Boğaziçi Üniversitesinde başlayan protestolar doğrudan doğruya hükümetin verdiği siyasal bir karara karşı bir protestodur. Bu protestoları sürdürenler de hükümetin aldığı karara karşı çıkan bir topluluktur. Bu nedenle herkesin onlara öğrenci olduklarını hatırlattığı koşullarda Boğaziçi Üniversitesi öğrencilerinin “kayyım istifa” çerçevesinde başlayan protestolarının 12. Cumhurbaşkanına mektupla birlikte hükümeti hedef tahtasına oturtması elbette olumlu bir gelişmedir. Bunun yanında protesto içerisindeki arkadaşlarımız daha ileri fikirler ile karşılaştıklarında bunları da benimsemektedir. Bu direniş içerisinde yer alanlardan bizim de savunduğumuz rejim krizi, anayasa sorunu, bir kurucu meclis ve kitlesel seferberliğin gerekliliği siyasal tespitlerini yapanlar vardır. Hatta sayıları daha az da olsa bazıları silahlı bir ayaklanma ve devrimci parti ihtiyacından dahi bahsetmektedir. Başka bir akım açısından kendi fikirlerinin kabul görmesi olumlu bir adım görülebilecek olsa dahi bizim açımızdan bu bir alarm zilidir. Yukarıda bahsettiğimiz liberal atmosfer bizim açımızdan tam da burada kendini göstermektedir. Liberalizm sorunu kendisini ilk olarak örgüt sorununda gösterir, Boğaziçi Üniversitesinde de komünist fikirlerin örgütsüz savunusuyla karşı karşıyayız. Devrimci partinin kuruluş kongresini örgütleme ve komünistlerin birliğini sağlama mücadelesinin harcı politik-pratik mücadeledir. Siyasal bir kimlik kullanmadan ise devrimci parti yaratma mücadelesi mümkün değildir. Bu yüzden devrimci bir parti yaratmak isteyenlerin siyasal bir kimliği benimseyerek politik şiarları yükseltmeli ve bu doğrultuda siyasal bir hedefe doğru mücadele etmelidir. Bu yüzden devrimci parti ihtiyacını dillendirenler bir siyasal kimlikleri varsa neden kullanmadıkları, bir girişimleri yoksa neden yaratmadıkları ya da bugün devrimci parti bayrağını yükseltme iddiasında olanların arkasında neden durmadıkları sorusundan kaçamazlar.

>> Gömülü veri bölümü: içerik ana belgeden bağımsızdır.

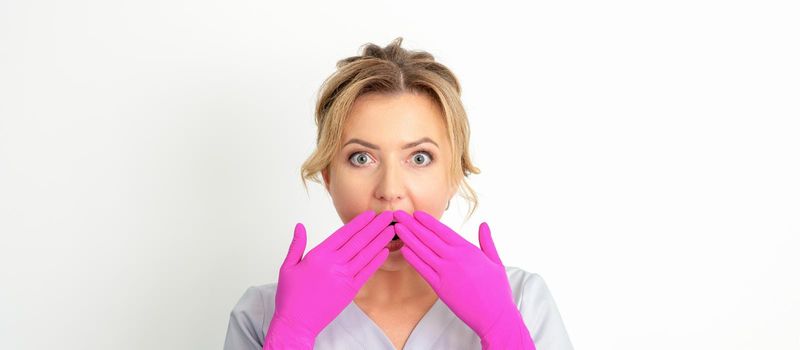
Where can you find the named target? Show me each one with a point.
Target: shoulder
(255, 299)
(538, 309)
(524, 284)
(250, 317)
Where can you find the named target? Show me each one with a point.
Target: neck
(395, 287)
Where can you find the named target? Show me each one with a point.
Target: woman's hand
(311, 292)
(472, 282)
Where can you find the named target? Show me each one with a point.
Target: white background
(643, 157)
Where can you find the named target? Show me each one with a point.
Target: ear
(326, 178)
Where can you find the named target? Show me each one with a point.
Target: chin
(394, 262)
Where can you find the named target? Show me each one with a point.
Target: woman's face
(396, 156)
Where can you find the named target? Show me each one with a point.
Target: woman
(392, 148)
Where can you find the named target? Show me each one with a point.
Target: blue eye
(418, 157)
(361, 156)
(361, 159)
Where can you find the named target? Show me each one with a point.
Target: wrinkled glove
(472, 282)
(311, 292)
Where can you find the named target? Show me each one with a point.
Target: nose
(390, 185)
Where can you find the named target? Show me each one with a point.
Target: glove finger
(362, 258)
(443, 231)
(487, 244)
(427, 272)
(340, 236)
(430, 239)
(297, 247)
(411, 241)
(373, 265)
(360, 239)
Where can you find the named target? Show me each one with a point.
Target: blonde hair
(391, 69)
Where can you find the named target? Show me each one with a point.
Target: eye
(360, 158)
(418, 158)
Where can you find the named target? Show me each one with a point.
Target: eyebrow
(408, 145)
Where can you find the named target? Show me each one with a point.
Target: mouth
(395, 235)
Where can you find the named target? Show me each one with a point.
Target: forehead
(389, 118)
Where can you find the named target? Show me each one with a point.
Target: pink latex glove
(472, 282)
(311, 292)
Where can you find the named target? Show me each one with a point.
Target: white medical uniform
(438, 329)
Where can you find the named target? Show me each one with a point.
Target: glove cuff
(286, 333)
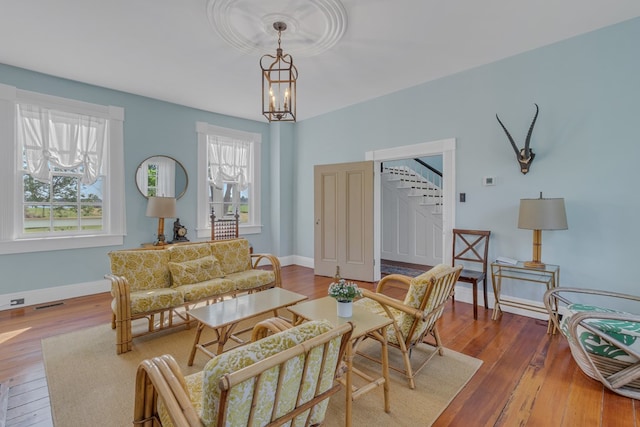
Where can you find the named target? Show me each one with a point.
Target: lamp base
(534, 264)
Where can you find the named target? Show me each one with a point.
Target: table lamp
(161, 208)
(537, 215)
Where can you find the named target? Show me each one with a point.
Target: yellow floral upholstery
(182, 253)
(142, 269)
(195, 271)
(207, 289)
(154, 300)
(234, 255)
(203, 386)
(150, 280)
(251, 279)
(413, 298)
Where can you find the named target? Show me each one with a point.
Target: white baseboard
(42, 296)
(304, 261)
(57, 293)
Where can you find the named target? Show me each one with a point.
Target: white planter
(345, 309)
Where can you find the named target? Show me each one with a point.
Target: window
(228, 177)
(67, 189)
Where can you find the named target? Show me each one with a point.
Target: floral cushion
(195, 271)
(413, 298)
(623, 331)
(206, 289)
(203, 386)
(143, 269)
(182, 253)
(251, 279)
(153, 300)
(233, 254)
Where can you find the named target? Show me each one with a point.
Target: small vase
(345, 308)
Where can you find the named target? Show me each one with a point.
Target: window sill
(58, 243)
(244, 230)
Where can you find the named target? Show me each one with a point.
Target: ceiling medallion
(313, 26)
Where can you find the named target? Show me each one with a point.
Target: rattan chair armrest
(386, 301)
(397, 279)
(555, 295)
(271, 260)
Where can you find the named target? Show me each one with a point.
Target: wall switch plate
(489, 180)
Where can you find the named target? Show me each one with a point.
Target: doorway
(446, 148)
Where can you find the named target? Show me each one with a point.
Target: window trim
(11, 195)
(203, 129)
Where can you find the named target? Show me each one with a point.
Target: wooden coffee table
(365, 324)
(224, 316)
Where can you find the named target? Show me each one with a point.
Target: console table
(549, 276)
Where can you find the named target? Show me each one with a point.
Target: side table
(549, 276)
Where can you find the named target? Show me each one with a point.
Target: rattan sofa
(282, 379)
(603, 338)
(161, 284)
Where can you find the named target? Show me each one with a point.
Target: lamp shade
(161, 207)
(542, 214)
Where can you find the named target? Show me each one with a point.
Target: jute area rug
(89, 385)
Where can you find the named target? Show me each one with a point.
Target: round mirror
(161, 176)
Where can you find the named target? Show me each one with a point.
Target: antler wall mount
(524, 155)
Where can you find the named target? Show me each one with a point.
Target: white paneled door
(343, 209)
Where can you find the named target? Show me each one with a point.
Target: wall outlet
(489, 180)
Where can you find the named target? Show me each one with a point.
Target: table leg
(497, 284)
(348, 385)
(195, 343)
(385, 370)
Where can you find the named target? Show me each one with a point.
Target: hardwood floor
(528, 378)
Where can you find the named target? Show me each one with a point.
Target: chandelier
(279, 77)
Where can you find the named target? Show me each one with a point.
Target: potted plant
(344, 292)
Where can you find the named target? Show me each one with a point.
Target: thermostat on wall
(489, 180)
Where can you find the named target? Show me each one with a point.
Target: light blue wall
(151, 127)
(586, 142)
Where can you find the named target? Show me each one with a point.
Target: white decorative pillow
(195, 271)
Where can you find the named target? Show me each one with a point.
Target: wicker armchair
(416, 316)
(603, 341)
(286, 376)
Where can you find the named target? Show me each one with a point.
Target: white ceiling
(346, 51)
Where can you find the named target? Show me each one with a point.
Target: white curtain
(228, 161)
(52, 138)
(142, 178)
(166, 179)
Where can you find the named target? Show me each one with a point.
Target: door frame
(446, 148)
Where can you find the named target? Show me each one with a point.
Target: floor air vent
(53, 304)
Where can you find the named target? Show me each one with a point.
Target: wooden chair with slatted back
(472, 246)
(224, 229)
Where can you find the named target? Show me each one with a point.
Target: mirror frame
(186, 175)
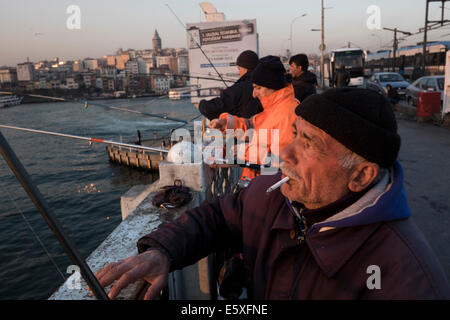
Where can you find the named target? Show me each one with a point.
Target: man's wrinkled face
(242, 71)
(311, 161)
(296, 70)
(260, 91)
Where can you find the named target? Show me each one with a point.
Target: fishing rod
(88, 103)
(196, 77)
(90, 140)
(49, 217)
(198, 45)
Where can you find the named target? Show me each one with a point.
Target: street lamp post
(379, 40)
(322, 46)
(291, 28)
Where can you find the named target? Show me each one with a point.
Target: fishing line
(198, 45)
(33, 232)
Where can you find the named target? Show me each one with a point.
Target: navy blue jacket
(236, 100)
(338, 258)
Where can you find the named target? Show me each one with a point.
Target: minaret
(156, 41)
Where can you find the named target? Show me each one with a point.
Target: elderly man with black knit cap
(278, 101)
(339, 228)
(237, 99)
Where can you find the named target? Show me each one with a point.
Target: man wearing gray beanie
(339, 228)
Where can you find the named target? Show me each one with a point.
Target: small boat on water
(179, 93)
(7, 101)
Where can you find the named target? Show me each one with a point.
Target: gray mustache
(289, 171)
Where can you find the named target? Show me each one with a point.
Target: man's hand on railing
(152, 266)
(220, 124)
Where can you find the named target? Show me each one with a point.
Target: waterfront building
(160, 84)
(183, 64)
(8, 75)
(25, 72)
(156, 42)
(90, 64)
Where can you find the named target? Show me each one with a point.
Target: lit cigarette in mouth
(277, 185)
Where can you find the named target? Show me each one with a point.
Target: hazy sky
(37, 28)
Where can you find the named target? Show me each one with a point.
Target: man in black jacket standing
(238, 99)
(304, 81)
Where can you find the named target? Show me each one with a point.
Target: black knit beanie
(270, 73)
(247, 59)
(360, 119)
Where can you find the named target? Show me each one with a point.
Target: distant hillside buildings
(132, 71)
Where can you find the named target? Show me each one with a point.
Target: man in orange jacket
(278, 101)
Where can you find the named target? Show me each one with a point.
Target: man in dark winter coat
(238, 99)
(340, 228)
(304, 81)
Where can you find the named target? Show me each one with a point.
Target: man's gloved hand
(152, 266)
(220, 124)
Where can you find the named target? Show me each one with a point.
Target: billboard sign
(213, 50)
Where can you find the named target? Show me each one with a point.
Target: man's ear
(362, 176)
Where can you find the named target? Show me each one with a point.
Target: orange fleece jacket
(279, 113)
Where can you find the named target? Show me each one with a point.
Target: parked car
(428, 83)
(378, 81)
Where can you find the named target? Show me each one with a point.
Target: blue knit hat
(270, 73)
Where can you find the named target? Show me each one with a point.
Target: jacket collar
(272, 100)
(333, 248)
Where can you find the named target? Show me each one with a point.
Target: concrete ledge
(121, 244)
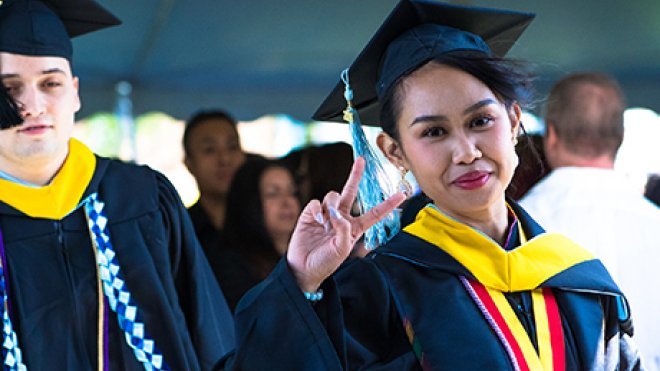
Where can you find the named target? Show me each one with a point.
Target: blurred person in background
(213, 153)
(584, 198)
(262, 210)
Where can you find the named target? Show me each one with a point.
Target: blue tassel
(374, 179)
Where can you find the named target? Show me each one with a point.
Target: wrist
(314, 296)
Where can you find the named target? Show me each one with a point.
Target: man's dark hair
(586, 112)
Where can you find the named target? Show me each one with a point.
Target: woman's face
(280, 203)
(456, 136)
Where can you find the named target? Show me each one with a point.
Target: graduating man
(100, 265)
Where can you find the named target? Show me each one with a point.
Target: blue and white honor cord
(118, 295)
(13, 359)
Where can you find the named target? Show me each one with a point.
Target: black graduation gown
(412, 281)
(53, 288)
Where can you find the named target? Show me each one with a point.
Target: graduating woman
(474, 283)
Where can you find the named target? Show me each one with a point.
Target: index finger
(379, 211)
(350, 190)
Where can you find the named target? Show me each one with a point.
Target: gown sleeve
(374, 331)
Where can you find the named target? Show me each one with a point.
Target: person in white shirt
(584, 198)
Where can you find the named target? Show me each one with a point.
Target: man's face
(215, 155)
(47, 94)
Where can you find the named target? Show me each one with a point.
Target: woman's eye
(433, 132)
(52, 84)
(481, 121)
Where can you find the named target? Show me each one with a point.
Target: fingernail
(334, 213)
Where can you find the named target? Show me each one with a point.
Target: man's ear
(550, 138)
(392, 150)
(75, 87)
(188, 163)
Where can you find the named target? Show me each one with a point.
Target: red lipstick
(472, 180)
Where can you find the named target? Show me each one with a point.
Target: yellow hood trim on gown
(523, 268)
(59, 198)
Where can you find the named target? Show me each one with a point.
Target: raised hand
(326, 232)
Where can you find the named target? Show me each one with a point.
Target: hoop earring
(404, 184)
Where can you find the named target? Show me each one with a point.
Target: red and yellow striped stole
(514, 338)
(497, 271)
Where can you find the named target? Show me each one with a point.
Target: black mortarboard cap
(45, 28)
(414, 33)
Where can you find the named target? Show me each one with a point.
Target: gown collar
(546, 259)
(64, 193)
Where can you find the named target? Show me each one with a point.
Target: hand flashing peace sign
(326, 232)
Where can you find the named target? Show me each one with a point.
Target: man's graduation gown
(53, 293)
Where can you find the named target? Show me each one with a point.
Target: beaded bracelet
(314, 296)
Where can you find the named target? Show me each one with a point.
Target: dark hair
(245, 230)
(652, 190)
(587, 123)
(202, 116)
(507, 78)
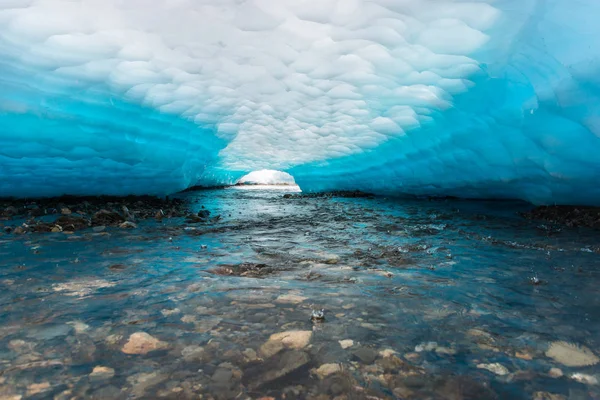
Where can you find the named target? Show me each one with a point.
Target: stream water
(440, 299)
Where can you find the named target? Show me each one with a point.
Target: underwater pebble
(585, 379)
(496, 368)
(290, 339)
(327, 369)
(142, 343)
(555, 372)
(101, 372)
(290, 299)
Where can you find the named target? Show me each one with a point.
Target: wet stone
(142, 343)
(365, 355)
(287, 362)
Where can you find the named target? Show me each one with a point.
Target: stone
(524, 355)
(585, 378)
(36, 388)
(428, 346)
(275, 368)
(327, 369)
(100, 372)
(496, 368)
(291, 339)
(128, 225)
(571, 355)
(555, 372)
(142, 343)
(290, 299)
(386, 353)
(193, 353)
(548, 396)
(365, 355)
(346, 344)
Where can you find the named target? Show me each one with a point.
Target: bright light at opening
(267, 177)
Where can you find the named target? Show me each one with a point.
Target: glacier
(481, 99)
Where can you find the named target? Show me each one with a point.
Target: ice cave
(300, 199)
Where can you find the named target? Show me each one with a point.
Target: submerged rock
(327, 369)
(101, 372)
(496, 368)
(277, 367)
(571, 354)
(291, 340)
(142, 343)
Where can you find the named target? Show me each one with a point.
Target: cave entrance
(268, 178)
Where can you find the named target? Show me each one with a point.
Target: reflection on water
(420, 300)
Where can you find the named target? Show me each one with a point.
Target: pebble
(142, 343)
(496, 368)
(365, 355)
(36, 388)
(585, 379)
(387, 353)
(555, 372)
(548, 396)
(327, 369)
(290, 299)
(101, 372)
(291, 339)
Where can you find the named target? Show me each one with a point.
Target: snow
(446, 97)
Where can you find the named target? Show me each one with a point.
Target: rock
(128, 225)
(327, 369)
(290, 299)
(204, 214)
(79, 326)
(428, 346)
(524, 355)
(548, 396)
(571, 355)
(585, 379)
(496, 368)
(275, 368)
(36, 388)
(71, 223)
(346, 344)
(250, 355)
(291, 340)
(555, 372)
(142, 343)
(386, 353)
(105, 218)
(365, 355)
(193, 353)
(10, 211)
(100, 373)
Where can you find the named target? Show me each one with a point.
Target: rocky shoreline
(71, 214)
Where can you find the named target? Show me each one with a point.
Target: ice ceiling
(444, 97)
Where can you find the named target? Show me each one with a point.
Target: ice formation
(496, 98)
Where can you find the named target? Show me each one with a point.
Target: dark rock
(275, 368)
(244, 269)
(365, 355)
(204, 214)
(71, 223)
(10, 211)
(571, 216)
(105, 217)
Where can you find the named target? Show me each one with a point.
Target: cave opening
(267, 178)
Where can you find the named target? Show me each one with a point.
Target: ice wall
(447, 97)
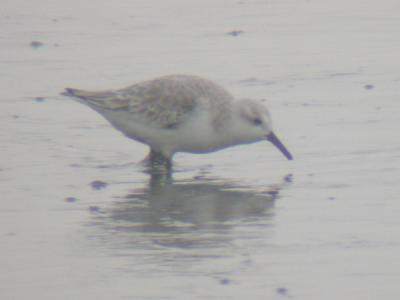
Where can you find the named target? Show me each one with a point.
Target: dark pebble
(98, 185)
(235, 32)
(94, 209)
(225, 281)
(71, 199)
(39, 99)
(282, 291)
(36, 44)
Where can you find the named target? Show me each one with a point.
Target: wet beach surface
(81, 218)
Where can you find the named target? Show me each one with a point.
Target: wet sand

KöZ’ün arkasından duran komünistlerin ayrım çizgisi kitle mücadelesinde önerdiği taktik tutumlar, siyasal analizlerinin analitik gücü değildir. Bizi diğer sol akımlardan ayıran şey partileşme çağrımız ve komünist bir parti kuruluşu için çıktığımız yolda kuşandığımız ilke ve referanslarımızdır. Rejim krizinden bahsedenlere, yeni bir anayasa için kurucu meclis ihtiyacından bahsedenlere, öğrenci olarak kayyımdan rahatsız oldukları için değil, kayyım rahatsızlığını fırsat bilerek bir hareket yaratmak arzusuyla protesto eylemlerini örgütlemeye girişenlere ısrarla devrimci parti ihtiyacını anlatmayı sürdüreceğiz. Elbette direnişin içinde protestoların daha kitlesel ve hükümet karşıtı bir yere noktaya evrilmesi için birlikte mücadele edeceğiz fakat hükümet ile nihai karşılaşmada aktif bir fesat örgütleyecek bir devrimci partiye duyulan keskin ihtiyacı anlatmaktan geri durmayacağız.